As the second set unfolded, Djere missed an opportunity to take a commanding 3-0 lead after breaking Cecchinato in the second game to go ahead 2-0. Instead, he was broken by the Italian after hitting a forehand long on the fifth shot of another developing rally, and Cecchinato consolidated the break for 2-all. Then, Djere saved two break points in the next game but Cecchinato won his third straight game when the Serbian hit a forehand long.

However, Djere recovered nicely and broke back by winning a 20-point marathon game to level the set at 3-all. He consolidated the break by hitting his third ace for a 4-3 lead, then held in his ensuing service game for a 5-4 advantage. Although Djere gained a championship point in the next game, he seemed too eager to close it out and, instead, netted a weak return for deuce. It gave Cecchinato an opening and he hit an overhead winner to hold for 5-all.

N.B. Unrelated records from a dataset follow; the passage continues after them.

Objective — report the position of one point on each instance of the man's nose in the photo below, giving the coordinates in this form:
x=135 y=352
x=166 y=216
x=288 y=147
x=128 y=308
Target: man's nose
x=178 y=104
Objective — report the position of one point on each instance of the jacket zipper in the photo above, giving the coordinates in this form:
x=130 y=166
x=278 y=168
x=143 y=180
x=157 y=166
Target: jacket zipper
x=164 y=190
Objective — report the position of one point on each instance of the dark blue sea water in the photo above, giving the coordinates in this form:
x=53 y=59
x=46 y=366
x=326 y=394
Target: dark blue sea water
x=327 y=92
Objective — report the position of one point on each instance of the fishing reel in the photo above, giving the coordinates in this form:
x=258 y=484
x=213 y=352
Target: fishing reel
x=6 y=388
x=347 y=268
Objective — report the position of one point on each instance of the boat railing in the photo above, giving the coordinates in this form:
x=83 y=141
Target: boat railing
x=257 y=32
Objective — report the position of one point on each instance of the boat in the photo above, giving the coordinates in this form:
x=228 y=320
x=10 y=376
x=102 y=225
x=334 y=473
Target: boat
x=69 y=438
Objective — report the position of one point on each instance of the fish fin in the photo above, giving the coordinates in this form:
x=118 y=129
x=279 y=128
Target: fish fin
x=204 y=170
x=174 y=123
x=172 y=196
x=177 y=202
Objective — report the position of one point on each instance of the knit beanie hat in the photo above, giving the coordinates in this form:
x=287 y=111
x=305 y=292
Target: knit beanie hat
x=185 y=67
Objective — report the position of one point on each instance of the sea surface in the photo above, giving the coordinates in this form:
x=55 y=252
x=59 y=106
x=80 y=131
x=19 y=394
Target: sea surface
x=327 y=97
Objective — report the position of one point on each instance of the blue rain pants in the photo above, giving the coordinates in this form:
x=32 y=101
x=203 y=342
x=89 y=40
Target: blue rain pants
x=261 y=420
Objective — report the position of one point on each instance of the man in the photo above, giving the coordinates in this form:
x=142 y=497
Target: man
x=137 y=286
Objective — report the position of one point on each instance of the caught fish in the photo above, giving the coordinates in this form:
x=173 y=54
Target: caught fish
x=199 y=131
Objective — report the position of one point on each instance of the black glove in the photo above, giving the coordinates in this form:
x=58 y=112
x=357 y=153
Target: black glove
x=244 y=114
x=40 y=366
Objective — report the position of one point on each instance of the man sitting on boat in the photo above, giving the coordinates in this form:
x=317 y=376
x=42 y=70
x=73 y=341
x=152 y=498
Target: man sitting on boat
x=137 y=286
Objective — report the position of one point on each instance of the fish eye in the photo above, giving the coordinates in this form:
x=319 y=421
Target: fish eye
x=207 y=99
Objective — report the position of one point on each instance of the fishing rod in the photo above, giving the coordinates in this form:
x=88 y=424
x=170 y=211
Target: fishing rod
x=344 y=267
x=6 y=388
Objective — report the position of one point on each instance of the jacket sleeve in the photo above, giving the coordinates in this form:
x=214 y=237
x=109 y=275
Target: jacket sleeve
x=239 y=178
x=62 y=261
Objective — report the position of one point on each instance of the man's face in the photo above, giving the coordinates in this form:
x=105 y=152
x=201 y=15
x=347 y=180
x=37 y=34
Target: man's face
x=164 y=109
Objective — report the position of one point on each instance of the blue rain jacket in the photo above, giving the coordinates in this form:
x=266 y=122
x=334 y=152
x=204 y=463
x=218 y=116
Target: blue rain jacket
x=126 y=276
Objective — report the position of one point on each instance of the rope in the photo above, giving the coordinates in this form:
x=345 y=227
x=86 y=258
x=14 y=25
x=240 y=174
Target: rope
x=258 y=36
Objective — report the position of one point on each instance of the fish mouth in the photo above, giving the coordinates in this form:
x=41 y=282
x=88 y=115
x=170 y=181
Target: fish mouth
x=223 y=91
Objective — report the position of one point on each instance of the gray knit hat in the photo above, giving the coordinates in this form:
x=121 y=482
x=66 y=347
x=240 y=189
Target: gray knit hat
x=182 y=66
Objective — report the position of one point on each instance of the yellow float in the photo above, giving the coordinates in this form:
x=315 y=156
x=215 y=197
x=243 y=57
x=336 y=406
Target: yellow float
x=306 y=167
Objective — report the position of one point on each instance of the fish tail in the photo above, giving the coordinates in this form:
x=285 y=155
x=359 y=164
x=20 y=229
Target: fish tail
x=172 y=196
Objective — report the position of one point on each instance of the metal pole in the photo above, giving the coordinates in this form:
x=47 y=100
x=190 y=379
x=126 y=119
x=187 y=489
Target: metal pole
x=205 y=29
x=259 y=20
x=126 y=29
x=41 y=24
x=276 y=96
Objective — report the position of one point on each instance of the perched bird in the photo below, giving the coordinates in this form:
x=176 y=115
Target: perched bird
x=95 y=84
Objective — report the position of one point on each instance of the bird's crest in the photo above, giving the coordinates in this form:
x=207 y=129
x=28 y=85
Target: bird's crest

After Djere held serve for 6-5, he gained a second championship point against Cecchinato at 15-40 but wasn’t able to capitalize of the opportunity. A third championship point at 30-40 was nullified when he hit a demonstrative forehand return wide going for it all. Finally, on his fourth championship point, Djere made it count. He hit a solid backhand off Cecchinato’s second serve that clipped the baseline for game, set, match, championship.

The title victory lifts Djere into the Top 60 at No. 53.

Despite the loss, Cecchinato, who is expected to rise in the rankings to No. 77 on Monday, was upbeat during his virtual videoconference. “When you lose a final, it is a tough moment. But I leave here with so many positive things because now I am come back to the Top 100,” he said. “I am very happy for this. … I stayed very focused on my game during the match from the first to the last point. There are so many positive things from the past few weeks.”

Clay is Djere’s natural surface

Eleven of the 13 tour-level victories Laslo Djere has earned this year have been on clay. Before capturing the title in Sardinia, Djere was a semifinalist on clay in both Córdoba and Kitzbühel. Both of Djere’s titles have been on clay, first at Rio de Janeiro last year and now in Sardinia.

“I grew up on clay. When I was a kid, I mostly practiced on clay. It is natural for me,” Djere said. “The movements are natural for me. The surface compliments my game style. I play with a lot of top spin, especially on the forehand so I can adapt really fast on clay.

“My main focus is to improve my game on hard courts. So far it is improving, but it could be better. I wish [the improvement] was a little bit faster and I hope I can find a way to be as good on hard courts as [I am] on clay.”